You seem to have confused the labels “psychedelic” and “acid-rock.” “Song Cycle” doesn’t sound anything like what the Grateful Dead or Pink Floyd were doing in ‘68, but it is certainly one of the two or three _most_ psychedelic records of that time.
Tell ya, these kids today go no sense of history.
Thanks.
@ Original Gangsta Dave. Today us young folks would call this anti- or alt-psych, which is a way of freeing ourselves from the rigid constraints of a pattern that we dig while still styling ourselves after it. It’s so postmodern. See also: anti-country, anti-folk, and alt-everything. That’s right, hyphens–and hyphy. Hope that helps you catch up.

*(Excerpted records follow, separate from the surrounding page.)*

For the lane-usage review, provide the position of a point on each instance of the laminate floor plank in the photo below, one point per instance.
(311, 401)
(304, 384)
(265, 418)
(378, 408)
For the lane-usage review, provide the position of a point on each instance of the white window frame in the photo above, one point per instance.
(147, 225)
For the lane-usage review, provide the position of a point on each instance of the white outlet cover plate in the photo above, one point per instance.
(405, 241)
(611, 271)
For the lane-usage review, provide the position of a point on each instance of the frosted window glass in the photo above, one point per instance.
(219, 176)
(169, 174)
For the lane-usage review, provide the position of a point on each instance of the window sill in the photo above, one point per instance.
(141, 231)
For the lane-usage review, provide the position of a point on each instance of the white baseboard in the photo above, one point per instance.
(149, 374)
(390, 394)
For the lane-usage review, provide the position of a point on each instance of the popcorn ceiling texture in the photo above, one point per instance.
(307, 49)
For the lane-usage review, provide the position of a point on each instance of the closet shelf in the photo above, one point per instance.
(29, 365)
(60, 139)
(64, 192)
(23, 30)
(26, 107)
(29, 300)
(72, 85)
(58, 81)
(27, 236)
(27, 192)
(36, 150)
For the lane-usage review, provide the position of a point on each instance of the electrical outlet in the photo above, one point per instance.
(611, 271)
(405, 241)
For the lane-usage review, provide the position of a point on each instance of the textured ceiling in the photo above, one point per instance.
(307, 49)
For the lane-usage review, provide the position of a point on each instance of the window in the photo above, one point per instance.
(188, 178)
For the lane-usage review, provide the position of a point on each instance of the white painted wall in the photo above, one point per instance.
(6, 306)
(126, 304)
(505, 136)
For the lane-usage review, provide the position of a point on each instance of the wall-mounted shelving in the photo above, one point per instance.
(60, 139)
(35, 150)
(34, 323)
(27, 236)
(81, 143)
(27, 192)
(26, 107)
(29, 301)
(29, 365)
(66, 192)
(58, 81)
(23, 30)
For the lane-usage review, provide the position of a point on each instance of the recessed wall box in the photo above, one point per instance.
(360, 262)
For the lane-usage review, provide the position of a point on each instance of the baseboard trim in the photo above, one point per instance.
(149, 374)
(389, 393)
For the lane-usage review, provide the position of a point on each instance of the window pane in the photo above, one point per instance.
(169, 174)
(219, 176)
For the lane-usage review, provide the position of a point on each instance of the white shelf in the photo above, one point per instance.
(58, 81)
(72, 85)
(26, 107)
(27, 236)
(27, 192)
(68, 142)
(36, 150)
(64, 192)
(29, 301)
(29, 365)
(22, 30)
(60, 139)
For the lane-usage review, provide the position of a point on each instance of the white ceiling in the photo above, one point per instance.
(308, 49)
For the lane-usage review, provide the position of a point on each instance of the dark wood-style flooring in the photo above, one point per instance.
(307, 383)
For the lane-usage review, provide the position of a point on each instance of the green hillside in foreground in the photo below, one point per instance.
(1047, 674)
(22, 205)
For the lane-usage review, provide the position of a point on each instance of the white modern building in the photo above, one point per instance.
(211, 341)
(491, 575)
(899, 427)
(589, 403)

Also, OG Davemeister, I never said the album itself isn’t psychedelic. It definitely is, or can at least be considered as such in the manner that you seem to be defining “psychedelic.” What I said was that it “leans away from the overtly psychedelic music that was permeating youth culture at the time” (what you would call acid rock). The forms around which Parks composed the songs are (whether you care to admit it or not) totally traditional (bluegrass, ragtime, etc.). While the album itself may be “psychedelic,” the songs themselves can be easily included in genres that, as I stated, are some of the most unpsychedelic of all time. In much the same manner, for example, as Brian Jones’ “Pipes of Pan at Jajouka” is psychedelic, yet totally traditional and unpsychedelic at the same time. If you played that record for a young, progressive person at the time, they would have said, “Yeah, man, totally psychedelic…brooooo.” But if you played it for a native of Jajouka, they would say, “Yeah, this is the shit my ancestors have been doing for centuries. This is musical traditionalism.” The interpretation, or arbitrary genres into which one shoves any music, are totally unique to the listener. But thanks for the input. And for the record, my sense/understanding/and knowledge of history, particularly musical history, are quite strong; and I’m not a “kid,” old man.
Been a long time since anyone commented on this review and Laine commented on their comments, but let me just say, stumbling upon it as I did this evening, every quality I hate in pop music critics – both in the review and in Laine’s comments – are here in spades. I’m glad you got in semiprint and all, brother, but, uh, the hyperattacks on the folks reveal another geek hoping to be deemed Mr. Lester Bangs, Jr. Funny thing was (and how quickly we forgot), for all his crassness, Bangs was a lot more human that…
typo! try again…Been a long time since anyone commented on this review and Laine commented on their comments, but let me just say, stumbling upon it as I did this evening, every quality I hate in pop music critics – both in the review and in Laine’s comments – is here in spades. I’m glad you got in semiprint and all, brother, but, uh, the hyperattacks on the folks daring to disagree, disrepectfully, with him reveal another geek hoping to be deemed Mr. Lester Bangs, Jr. Funny thing was (and how quickly we forgot), for all his crassness, Bangs was a lot more human that…
My head hurts. VDP is a genius. Enough said.